Besides his responsibility for the RFID strategy at Volkswagen, Schmidt is also the President of the German Association of the Automotive Industry (VDA e.V.). In recent years, the VDA has promoted uniform standards for RFID communication - now, there are clear recommendations. They are essential if suppliers and automotive manufacturers are to establish a seamlessly traceable supply chain.
Tracing along the entire process chain
VW itself uses the radio labels in three applications: to trace vehicles, reusable containers, and prototype parts. All of the components involved are equipped with a transponder. From manufacturing to sales, right up to the end customer, they can be identified at all times. When a customer drives into the workshop, their car RFID transponder, which is associated with their personal details, could simply be scanned. "The workshop could then automatically welcome the customer by name and prepare the coffee just how they like it." RFID for Service 4.0?
Component containers are tracked from incoming goods to warehousing to production, while RFID gates and hand-held scanners make it easy to trace all parts. This is particularly demanding when developing prototypes: Today, over 4,000 experimental vehicles at Volkswagen are equipped with transponders.
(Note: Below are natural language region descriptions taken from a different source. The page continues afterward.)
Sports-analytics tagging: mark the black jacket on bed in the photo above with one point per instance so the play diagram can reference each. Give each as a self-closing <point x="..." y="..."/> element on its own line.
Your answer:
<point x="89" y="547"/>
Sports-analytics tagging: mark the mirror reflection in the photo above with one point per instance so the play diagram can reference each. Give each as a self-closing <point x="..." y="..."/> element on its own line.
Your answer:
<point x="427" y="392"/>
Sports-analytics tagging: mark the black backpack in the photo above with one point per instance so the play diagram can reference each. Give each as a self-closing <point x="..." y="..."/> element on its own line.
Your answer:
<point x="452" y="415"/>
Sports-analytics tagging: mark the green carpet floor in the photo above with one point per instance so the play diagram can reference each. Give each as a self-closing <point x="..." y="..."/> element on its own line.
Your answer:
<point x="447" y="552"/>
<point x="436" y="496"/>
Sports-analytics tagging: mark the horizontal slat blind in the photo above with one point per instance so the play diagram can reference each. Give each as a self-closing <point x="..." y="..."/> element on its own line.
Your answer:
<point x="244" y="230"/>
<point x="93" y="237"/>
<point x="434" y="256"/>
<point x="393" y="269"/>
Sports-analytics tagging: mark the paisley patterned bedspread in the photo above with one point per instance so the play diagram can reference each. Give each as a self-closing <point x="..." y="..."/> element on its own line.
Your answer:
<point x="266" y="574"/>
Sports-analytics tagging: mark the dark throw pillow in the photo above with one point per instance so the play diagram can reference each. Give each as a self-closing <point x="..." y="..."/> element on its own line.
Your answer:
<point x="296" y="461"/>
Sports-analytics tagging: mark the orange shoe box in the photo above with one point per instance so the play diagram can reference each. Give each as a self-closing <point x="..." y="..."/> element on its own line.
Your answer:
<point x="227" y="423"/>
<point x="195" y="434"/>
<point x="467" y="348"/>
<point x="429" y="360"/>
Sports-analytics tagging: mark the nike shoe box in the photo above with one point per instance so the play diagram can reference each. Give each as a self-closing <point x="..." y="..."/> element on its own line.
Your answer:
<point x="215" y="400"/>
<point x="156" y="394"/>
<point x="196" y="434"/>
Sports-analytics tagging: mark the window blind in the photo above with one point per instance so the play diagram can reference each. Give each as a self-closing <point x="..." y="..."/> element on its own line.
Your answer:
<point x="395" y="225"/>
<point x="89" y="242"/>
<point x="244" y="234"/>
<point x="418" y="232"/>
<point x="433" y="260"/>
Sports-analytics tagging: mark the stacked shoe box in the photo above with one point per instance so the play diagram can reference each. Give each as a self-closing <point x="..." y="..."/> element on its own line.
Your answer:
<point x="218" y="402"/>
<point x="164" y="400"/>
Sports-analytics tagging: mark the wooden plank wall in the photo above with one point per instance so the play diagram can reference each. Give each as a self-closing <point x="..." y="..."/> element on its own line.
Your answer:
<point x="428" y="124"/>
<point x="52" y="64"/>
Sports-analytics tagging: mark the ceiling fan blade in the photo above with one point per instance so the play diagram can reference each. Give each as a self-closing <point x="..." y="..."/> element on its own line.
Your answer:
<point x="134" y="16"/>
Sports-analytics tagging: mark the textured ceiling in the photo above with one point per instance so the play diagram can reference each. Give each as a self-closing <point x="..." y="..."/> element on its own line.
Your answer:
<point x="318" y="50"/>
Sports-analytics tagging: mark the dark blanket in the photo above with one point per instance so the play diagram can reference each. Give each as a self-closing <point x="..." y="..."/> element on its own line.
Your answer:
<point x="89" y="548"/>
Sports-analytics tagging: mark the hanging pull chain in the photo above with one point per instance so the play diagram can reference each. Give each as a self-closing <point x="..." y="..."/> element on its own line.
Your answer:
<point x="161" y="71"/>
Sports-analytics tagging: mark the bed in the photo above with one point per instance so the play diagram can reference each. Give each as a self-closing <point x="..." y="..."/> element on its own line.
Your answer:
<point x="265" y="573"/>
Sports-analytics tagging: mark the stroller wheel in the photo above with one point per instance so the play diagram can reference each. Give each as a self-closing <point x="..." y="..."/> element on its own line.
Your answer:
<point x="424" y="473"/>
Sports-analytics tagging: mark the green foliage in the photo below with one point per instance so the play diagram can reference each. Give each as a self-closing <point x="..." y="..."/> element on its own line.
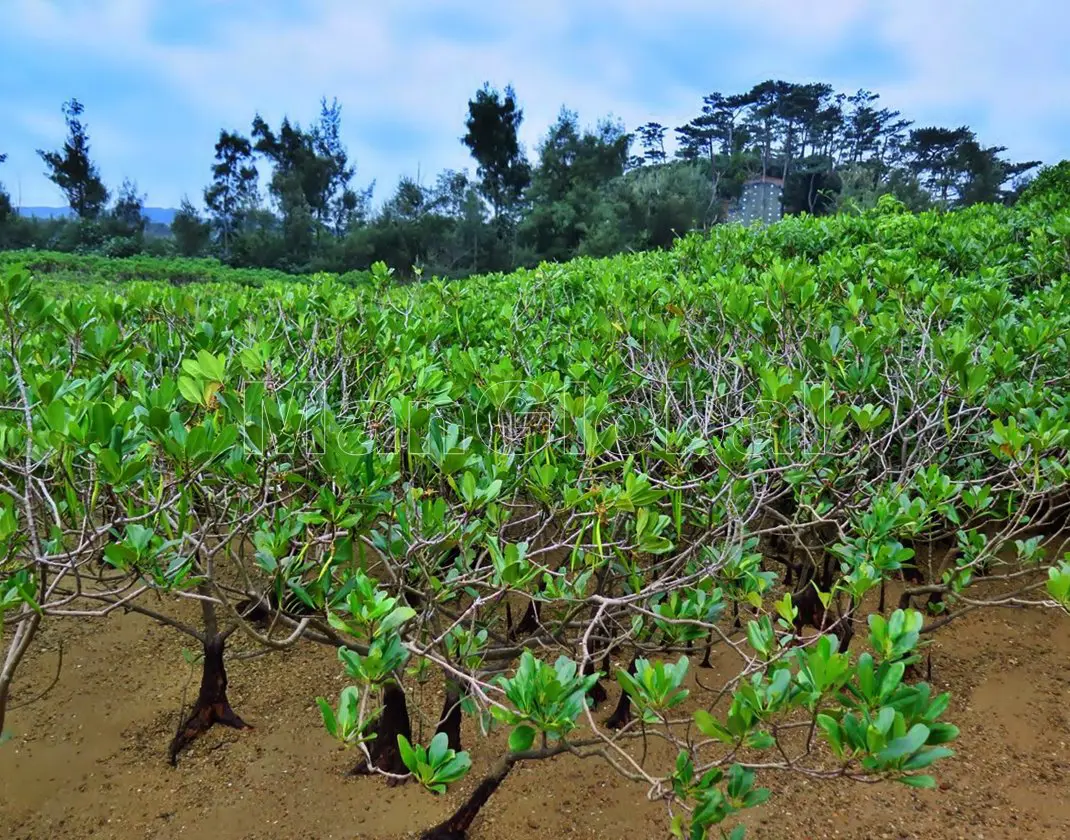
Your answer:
<point x="436" y="766"/>
<point x="621" y="443"/>
<point x="545" y="699"/>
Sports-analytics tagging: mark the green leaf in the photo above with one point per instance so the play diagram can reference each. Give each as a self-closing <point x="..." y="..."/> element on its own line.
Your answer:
<point x="912" y="742"/>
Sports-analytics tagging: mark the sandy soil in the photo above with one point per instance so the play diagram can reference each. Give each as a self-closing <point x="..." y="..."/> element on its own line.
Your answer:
<point x="89" y="760"/>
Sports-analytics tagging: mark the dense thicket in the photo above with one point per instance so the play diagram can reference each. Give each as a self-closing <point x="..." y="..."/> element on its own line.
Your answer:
<point x="285" y="197"/>
<point x="526" y="486"/>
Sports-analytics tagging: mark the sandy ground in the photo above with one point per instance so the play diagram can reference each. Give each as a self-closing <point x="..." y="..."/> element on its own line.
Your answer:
<point x="89" y="760"/>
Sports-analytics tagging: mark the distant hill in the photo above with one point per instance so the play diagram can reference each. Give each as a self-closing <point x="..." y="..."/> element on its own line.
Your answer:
<point x="157" y="215"/>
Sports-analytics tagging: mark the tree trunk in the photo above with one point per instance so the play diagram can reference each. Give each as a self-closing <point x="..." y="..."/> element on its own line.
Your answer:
<point x="456" y="827"/>
<point x="212" y="705"/>
<point x="622" y="715"/>
<point x="394" y="721"/>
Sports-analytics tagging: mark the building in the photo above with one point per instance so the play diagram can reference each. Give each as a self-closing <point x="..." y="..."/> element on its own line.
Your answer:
<point x="761" y="200"/>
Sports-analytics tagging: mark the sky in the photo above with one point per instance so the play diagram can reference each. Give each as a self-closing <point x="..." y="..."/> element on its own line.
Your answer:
<point x="159" y="78"/>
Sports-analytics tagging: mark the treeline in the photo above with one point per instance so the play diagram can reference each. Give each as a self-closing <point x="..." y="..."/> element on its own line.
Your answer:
<point x="286" y="196"/>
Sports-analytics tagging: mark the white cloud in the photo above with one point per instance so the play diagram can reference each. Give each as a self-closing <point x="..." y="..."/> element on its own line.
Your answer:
<point x="998" y="65"/>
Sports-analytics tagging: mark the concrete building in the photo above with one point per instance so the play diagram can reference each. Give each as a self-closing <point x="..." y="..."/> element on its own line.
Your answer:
<point x="761" y="200"/>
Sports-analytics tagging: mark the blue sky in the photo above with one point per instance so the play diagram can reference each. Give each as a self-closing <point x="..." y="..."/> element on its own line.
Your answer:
<point x="159" y="78"/>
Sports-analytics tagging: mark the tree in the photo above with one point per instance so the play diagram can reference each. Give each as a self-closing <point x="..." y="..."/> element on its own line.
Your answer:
<point x="342" y="205"/>
<point x="575" y="167"/>
<point x="72" y="170"/>
<point x="492" y="124"/>
<point x="233" y="191"/>
<point x="652" y="138"/>
<point x="192" y="233"/>
<point x="127" y="213"/>
<point x="935" y="157"/>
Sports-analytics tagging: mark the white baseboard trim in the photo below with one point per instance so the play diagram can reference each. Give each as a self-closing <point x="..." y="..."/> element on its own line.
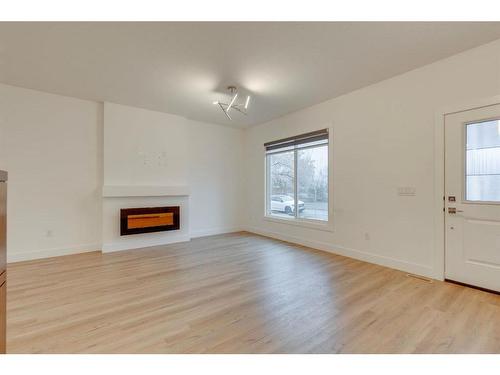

As the cars need to be modified all the time, the individual parts are constantly in motion as they pass through various departments and employees. VW can now check which part is in which vehicle at any given time.
To ensure that the RFID supply chain works, the suppliers themselves need to be brought on board. Thanks to the standards available now, 235 VW suppliers are already involved and fit RFID transponders to their products. Volkswagen provides the software for this free of charge and plans to increase the figure to 400 suppliers by the end of 2016. Then, says Schmidt, RFID will also be established as a standard outside the VW environment.